Hızla kapıyı açıp arabaya bindim."Oğuz'un burada ne işi var ?" derken sinirli ama sakindi. Yani sanırım daha önce yaşananlardan ders almıştı.
"Şey... Sana yalan falan söylemeyeceğim. Özür dilemeye gelmiş."
Evet özür dilemeye gelmişti. Ama Doruk'a detayları anlatmayacaktım. Sonuçta yalan söylemiyordum. Sadece eksik anlatıyordum.
"Neden özür diliyordu ? Sana bir şey mi yaptı ?"
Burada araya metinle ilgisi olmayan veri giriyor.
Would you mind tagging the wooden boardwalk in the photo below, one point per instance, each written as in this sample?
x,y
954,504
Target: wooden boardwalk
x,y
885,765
"Hayır. Oğuz bana zarar vermez. Bazılarının yaptığı gibi..." derken onu kastetmiştim.
Mal değilse anlardı herhalde.
"Burada bekle." deyip bir anda arabadan indi ve Oğuz'a seslendi. Oğuz'un Doruk'u görünce yüzünde beliren öfkeyi buradan bile görmemek mümkün değildi. 2-3 dakika sadece konuştular. Sonra Doruk arabaya geri geldi ve gaza bastı.
"Görkem Oğuz ile konuşmanı istemiyorum."
"Niye Oğuz'un kimseye zararı yok ve ben Oğuz ile gerçekten iyi anlaşıyorum."
"O seni seviyor Görkem. Böyle arkadaş kalamazsınız."
"Şu ana kadar nasıl kaldıysak devamında da kalabiliriz." dediğimde sustu.
Kafe değilde bir lokantanın önünde durunca arabadan indim ve Doruk'u bekledim. O da inip yanıma gelince kolunu omzuma atıp beni kendine çekti. En azından aramızda soğukluk yoktu. Lokantaya girip üst katta pencere kenarına oturduk. Yani Berke orada diye oraya oturmuştuk. Gökşen geldiğinden beri pek Berke ile konuşmamıştık.
(MERVE)
Berke'nin söylediği lokantaya gitmek için evden çıktım. Acaba Gökşen de gelecek miydi ? Gökşen'in gelmesini çok istesem de Gökşen gelince Berke muhabbete katılmıyordu ve ben bu süre içinde Berke'yi özlediğimi fark ettim. Hatta Berke'yi sevdiğimi de kendi içimde kabul etmiştim. Gökşen'e karşı hissettiklerimse sadece özlemdi. Ama Berke hala bana soğuk davranıyordu. Yani Gökşen geldiğinden beri aramız açılmıştı.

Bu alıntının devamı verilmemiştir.